At home, Bank of England (BOE) Deputy Governor Dave Ramsden conveyed fears of prolonged higher inflation, which in turn raised worries for economic growth. The concerns become grim especially when the UK reports downbeat data.
That said, the UK’s first readings of the Q1 2022 GDP eased to 0.8% QoQ, below 1.0% forecasts while the monthly negative print of -0.1% for March, versus +0.1% expected and prior, gains major attention and drown the GBP/USD prices. Other than the UK GDP, Industrial Production and Manufacturing Production for March also disappoint the cable traders and add strength to the bearish bias.

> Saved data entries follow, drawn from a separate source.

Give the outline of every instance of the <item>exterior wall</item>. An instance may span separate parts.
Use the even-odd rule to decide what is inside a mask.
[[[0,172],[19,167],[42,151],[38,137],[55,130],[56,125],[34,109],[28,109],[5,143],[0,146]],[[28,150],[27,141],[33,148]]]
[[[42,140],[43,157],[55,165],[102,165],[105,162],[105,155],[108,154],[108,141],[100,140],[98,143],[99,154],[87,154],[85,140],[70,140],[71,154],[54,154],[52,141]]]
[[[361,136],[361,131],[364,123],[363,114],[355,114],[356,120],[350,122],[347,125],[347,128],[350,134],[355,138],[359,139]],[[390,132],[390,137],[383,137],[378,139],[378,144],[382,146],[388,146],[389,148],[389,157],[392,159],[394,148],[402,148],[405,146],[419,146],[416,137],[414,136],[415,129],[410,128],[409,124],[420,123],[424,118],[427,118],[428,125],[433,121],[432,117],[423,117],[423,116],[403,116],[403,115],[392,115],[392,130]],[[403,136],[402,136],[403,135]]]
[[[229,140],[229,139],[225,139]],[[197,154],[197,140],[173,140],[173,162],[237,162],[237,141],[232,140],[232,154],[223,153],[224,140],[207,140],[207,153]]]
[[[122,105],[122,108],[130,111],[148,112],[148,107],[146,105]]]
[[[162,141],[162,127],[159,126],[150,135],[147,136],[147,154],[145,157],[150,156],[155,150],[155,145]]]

It should be noted that British PM Boris Johnson’s likelihood of repealing part of the Brexit deal, relating to the Northern Ireland Protocol (NIP), joins the Western sanctions on Russia to exert additional downside pressure on the GBP/USD prices.
Amid these plays, Wall Street saw the red while the US Treasury yields renewed their weekly low to 2.85%, down 5.8 basis points (bps).

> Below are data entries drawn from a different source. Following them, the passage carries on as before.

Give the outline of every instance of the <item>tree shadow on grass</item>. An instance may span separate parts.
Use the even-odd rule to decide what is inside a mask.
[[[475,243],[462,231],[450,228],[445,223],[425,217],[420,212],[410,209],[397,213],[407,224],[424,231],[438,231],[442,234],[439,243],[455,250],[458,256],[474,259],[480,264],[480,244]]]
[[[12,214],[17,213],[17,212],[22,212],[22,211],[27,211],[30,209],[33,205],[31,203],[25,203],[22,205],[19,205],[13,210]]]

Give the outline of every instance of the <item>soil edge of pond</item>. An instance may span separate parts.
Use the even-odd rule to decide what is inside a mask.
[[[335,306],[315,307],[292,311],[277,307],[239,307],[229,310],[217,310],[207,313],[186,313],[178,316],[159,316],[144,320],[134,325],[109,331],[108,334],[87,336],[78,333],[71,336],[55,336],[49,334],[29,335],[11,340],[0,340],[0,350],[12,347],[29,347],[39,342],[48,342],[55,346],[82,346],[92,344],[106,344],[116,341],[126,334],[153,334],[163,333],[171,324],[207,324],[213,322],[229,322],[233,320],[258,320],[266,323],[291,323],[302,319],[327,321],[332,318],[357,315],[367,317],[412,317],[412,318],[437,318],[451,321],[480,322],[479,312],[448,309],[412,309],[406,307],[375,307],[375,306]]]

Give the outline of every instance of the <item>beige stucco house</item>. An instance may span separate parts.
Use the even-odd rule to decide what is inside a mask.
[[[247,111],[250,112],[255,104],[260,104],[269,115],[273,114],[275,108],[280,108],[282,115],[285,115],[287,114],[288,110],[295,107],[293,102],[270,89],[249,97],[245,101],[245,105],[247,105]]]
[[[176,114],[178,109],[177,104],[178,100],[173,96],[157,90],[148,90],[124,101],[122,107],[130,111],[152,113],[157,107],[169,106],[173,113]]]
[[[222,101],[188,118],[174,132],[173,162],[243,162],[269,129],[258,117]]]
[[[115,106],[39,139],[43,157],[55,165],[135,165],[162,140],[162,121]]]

Looking forward, the preliminary readings of US Michigan Consumer Sentiment data for May, expected 64 versus 65.2 prior, will decorate the calendar but major attention will be given to headlines concerning risk-off mood, Brexit and inflation for clear directions.
Although oversold RSI teases a corrective pullback towards June 2020 low surrounding 1.2250, buyers aren’t likely to take risks unless witnessing a clear run-up beyond a three-week-old resistance line, around 1.2390 by the press time.
On the contrary, May 2020 bottom surrounding 1.2075 and the 2000 psychological magnet lure sellers.